VertOlive (May 20th, 2020)
Currently: The Fifth Season, the first book in a Hugo Award winning Sci-Fi trilogy by N.K. Jemisin. Life and Culture on a world in which the single supercontinent undergoes catastrophic surface destruction every few hundred years.
Last edited by VertOlive; May 7th, 2020 at 06:48 PM.
"Nolo esse salus sine vobis ...” —St. Augustine
The Summer Before the War by Helen Simonson.
Lady Onogaro
"Be yourself--everybody else is already taken." --Oscar Wilde
Just finished C.J. Box's Wolf Pack, last year's installment in his Joe Pickett series.
After completing my French final yesterday, I started C. J. Box's Long Range, the latest in the Joe Pickett series.
Ongoing: The Heart of the Photograph by David duChemin. #BooksNotGear
On the table: Hero: The Life and Legend of Lawrence of Arabia
Steve Berry's Warsaw Protocol, the latest in his Cotton Malone series. One of the characters sports a Montblanc Edgar Allan Poe writer's edition pen in his shirt pocket.
Last edited by BlkWhiteFilmPix; May 9th, 2020 at 09:06 AM.
Bob
Making the world a more peaceful place, one fine art print and one handwritten letter at a time.

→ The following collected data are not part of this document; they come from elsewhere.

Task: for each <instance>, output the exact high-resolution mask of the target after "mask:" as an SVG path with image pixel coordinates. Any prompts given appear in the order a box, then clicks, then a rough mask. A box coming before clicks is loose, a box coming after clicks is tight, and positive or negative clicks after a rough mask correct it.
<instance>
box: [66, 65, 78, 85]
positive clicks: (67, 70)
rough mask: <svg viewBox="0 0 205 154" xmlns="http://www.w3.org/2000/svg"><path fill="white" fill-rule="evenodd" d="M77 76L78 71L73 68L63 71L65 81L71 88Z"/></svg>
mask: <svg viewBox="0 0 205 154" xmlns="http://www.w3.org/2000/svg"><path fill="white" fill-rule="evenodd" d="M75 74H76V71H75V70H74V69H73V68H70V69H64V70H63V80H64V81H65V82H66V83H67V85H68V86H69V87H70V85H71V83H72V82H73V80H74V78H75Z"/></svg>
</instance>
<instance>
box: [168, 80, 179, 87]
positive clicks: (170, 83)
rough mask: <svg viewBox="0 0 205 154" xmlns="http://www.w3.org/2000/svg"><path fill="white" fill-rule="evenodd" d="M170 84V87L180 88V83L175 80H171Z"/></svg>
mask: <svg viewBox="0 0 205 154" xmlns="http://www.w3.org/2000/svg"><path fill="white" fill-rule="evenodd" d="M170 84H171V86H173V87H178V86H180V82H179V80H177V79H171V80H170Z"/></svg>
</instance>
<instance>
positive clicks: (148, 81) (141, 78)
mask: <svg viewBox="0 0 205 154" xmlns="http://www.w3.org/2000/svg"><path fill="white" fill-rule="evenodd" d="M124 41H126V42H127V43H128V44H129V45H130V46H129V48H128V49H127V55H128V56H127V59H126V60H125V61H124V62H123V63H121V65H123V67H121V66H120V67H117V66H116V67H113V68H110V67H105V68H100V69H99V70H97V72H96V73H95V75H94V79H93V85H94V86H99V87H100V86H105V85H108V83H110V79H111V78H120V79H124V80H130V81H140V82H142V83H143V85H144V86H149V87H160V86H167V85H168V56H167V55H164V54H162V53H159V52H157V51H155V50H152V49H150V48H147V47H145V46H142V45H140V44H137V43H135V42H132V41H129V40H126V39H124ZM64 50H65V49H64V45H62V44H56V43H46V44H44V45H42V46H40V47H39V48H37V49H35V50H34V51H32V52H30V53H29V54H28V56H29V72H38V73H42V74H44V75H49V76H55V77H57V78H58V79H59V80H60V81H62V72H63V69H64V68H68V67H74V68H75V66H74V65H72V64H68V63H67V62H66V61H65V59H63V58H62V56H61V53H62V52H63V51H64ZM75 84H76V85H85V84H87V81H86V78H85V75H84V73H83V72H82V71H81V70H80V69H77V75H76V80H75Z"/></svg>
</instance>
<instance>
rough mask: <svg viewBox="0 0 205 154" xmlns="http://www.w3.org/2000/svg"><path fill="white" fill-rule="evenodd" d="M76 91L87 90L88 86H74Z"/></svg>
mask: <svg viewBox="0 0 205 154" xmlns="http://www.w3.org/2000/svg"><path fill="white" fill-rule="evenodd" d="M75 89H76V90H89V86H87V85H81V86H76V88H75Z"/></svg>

“If ‘To hold a pen is to be at war’ as Voltaire said, Montblanc suggests you show up in full dress uniform, ready to go down like an officer and a gentleman among the Bic-wielding hordes.” - Chris Wright
Paper cuts through the noise – Richard Moross, MOO CEO
www.bobsoltys.net/fountainpens
The Good Shepherd by CS Forester. This covers about 48 hours of a newly minted sea captain’s experience as he escorts a civilian fleet across the North Atlantic while being hunted by a wolf pack of German submarines. Told entirely from his point of view, it’s a fascinating character study, even more so than the battle action taking place.
Very interested to see how Tom Hanks portrays the captain in the upcoming movie called The Greyhound.
Last edited by VertOlive; May 20th, 2020 at 02:21 PM.
"Nolo esse salus sine vobis ...” —St. Augustine
I'm currently branching out to different genres to those I normally read. I'm half way through the Lord of the Rings - The Two Towers having finished the Fellowship of the Ring. I have bought the Return of the King and The Hobbit, so will be OK for a while.
I must admit I didn't think I would like that "old English" writing style but quickly got used to it. Some parts (songs, poems) I speed read through, but I'm surprised how much I'm enjoying reading these books.
Last edited by Chrissy; May 20th, 2020 at 11:11 PM.
Regards, Chrissy | My Review Blog: inkyfountainpens
How to Be Both by Ali Smith. I so loved it!
A Murderous Relation by Deanna Raybourn. Meh.
Lady Onogaro
"Be yourself--everybody else is already taken." --Oscar Wilde
I read this last summer. I still don't know what to make of it. So different. Imaginative genius, for sure.
Have you read The Sparrow,by Mary Doria Russell. As imaginatively wild as Jemisin's book, but better (in my estimation). Not for the faint of heart, though (quite brutal at times).